Radial head excision removes the primary stabilizer of the proximal radius. While generally well-tolerated for isolated radiocapitellar OA, a recognized complication is proximal migration of the radius and subsequent distal radioulnar joint (DRUJ) instability, particularly if the interosseous membrane is compromised or the forearm axis is altered. Avascular necrosis of the capitellum is more associated with trauma or conditions like Panner's. Nonunion of the olecranon relates to osteotomy. Medial collateral ligament insufficiency is usually a primary pathology or complication of trauma/surgery that destabilizes the ulnohumeral joint.

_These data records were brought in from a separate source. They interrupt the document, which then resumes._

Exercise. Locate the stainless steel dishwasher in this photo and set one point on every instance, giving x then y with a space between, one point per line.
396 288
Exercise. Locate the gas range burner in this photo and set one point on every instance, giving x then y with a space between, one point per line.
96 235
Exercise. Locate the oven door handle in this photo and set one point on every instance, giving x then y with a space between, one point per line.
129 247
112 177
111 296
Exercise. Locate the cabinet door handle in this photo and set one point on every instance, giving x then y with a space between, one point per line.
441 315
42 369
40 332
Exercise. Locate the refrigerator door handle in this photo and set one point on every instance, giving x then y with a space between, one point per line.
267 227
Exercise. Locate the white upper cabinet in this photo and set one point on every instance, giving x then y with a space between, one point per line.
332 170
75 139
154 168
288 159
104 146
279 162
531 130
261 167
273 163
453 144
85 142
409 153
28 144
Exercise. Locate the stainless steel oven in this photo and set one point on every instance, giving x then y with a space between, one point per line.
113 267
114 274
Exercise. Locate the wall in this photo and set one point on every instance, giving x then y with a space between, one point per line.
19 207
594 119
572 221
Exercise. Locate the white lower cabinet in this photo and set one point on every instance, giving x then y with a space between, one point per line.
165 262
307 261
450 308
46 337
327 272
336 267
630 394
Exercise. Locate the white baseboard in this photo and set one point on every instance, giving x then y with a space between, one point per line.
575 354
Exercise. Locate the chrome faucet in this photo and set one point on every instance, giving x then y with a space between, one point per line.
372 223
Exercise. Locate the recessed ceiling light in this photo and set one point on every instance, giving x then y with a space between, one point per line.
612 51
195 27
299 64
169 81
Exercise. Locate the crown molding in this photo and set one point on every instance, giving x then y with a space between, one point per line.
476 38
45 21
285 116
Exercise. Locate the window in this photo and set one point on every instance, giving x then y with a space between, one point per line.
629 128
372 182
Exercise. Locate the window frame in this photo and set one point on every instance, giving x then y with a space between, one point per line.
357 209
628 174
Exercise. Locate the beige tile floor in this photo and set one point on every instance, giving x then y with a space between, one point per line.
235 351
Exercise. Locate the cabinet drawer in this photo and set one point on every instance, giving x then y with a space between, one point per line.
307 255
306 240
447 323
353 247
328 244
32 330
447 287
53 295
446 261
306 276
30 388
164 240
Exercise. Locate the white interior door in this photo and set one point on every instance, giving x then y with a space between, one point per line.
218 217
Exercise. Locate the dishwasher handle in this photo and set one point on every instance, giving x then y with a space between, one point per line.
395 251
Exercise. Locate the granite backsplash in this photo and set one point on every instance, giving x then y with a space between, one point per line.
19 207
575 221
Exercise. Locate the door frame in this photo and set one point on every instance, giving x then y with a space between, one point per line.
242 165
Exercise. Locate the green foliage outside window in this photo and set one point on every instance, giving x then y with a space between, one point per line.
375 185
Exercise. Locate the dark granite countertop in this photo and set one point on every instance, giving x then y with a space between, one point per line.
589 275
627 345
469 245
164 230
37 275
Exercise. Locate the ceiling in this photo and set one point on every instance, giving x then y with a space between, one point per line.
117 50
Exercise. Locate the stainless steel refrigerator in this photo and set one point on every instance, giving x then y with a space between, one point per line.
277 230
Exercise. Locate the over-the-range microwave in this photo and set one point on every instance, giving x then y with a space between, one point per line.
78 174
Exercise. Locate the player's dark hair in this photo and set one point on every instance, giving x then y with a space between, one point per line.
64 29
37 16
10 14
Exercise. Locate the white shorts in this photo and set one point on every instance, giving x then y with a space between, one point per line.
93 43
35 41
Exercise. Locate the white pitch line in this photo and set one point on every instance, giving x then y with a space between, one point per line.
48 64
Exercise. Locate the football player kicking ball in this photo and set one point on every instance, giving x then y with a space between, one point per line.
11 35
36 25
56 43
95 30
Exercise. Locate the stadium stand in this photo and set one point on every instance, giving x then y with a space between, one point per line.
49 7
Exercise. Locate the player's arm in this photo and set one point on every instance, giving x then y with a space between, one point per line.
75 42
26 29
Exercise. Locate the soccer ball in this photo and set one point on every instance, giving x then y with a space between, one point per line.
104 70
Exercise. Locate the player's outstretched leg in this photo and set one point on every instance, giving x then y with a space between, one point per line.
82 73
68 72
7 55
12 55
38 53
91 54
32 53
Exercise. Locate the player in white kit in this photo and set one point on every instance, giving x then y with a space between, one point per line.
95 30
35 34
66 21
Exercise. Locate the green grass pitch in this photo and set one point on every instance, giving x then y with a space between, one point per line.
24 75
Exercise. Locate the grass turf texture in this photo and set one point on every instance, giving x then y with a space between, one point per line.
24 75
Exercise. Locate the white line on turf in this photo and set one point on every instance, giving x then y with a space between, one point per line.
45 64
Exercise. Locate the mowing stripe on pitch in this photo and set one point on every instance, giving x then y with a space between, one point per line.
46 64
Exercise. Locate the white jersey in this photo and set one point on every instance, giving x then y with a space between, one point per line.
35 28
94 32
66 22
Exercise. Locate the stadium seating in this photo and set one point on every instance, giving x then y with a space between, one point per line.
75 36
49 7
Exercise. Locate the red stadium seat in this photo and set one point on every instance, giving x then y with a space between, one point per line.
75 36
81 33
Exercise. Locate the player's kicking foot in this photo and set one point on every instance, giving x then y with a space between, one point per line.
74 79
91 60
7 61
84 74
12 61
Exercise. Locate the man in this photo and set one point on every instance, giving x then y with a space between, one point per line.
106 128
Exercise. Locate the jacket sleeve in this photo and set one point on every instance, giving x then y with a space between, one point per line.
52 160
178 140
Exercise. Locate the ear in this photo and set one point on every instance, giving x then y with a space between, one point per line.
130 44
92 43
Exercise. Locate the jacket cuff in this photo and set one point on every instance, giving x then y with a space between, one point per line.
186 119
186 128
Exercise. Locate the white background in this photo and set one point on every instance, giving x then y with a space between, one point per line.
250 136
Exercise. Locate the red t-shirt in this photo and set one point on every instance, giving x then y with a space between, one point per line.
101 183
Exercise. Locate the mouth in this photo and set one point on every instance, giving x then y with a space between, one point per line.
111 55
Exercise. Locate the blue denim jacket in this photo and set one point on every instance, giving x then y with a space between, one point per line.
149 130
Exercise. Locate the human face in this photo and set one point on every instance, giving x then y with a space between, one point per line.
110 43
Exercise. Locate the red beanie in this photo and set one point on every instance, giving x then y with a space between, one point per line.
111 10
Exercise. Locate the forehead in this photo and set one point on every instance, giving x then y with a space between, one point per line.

Heterotopic ossification can occur with any elbow surgery but is not specifically unique to radial head excision compared to other elbow procedures.

Question 1019

Topic: Elbow & Forearm

What is the primary role of the radial head in elbow stability?

. Primary restraint to valgus stress
. Primary restraint to varus stress
. Secondary stabilizer to valgus stress and primary stabilizer to axial compression
. Primary stabilizer to forearm pronation and supination
. Origin for the common extensor tendon

Correct Answer & Explanation

. Secondary stabilizer to valgus stress and primary stabilizer to axial compression


Explanation

The radial head plays a crucial role as a secondary stabilizer to valgus stress (after the UCL) and is a primary stabilizer against axial compression loads across the humeroradial joint. It also contributes to varus stability. It is not the primary restraint to valgus or varus stress alone. While the annular ligament stabilizes the radial head for pronation/supination, the radial head itself isn't the primary stabilizer of these movements. The common extensor tendon originates from the lateral epicondyle, not the radial head.

Question 1020

Topic: Elbow & Forearm

Which of the following anatomical structures is most commonly responsible for anterior elbow impingement symptoms?

. Radial head hypertrophy
. Coronoid process hypertrophy
. Olecranon osteophytes
. Medial epicondyle spurs
. Capitellum osteochondral defects

Correct Answer & Explanation

. Coronoid process hypertrophy


Explanation

Anterior elbow impingement symptoms, often presenting as pain and limited extension, are most commonly caused by hypertrophy of the coronoid process (or its osteophytes) impinging against the coronoid fossa of the humerus. Olecranon osteophytes cause posterior impingement. Radial head hypertrophy can cause symptoms, but less typically anterior impingement. Medial epicondyle spurs are associated with UCL pathology, and capitellum defects with OCD, not primary anterior impingement.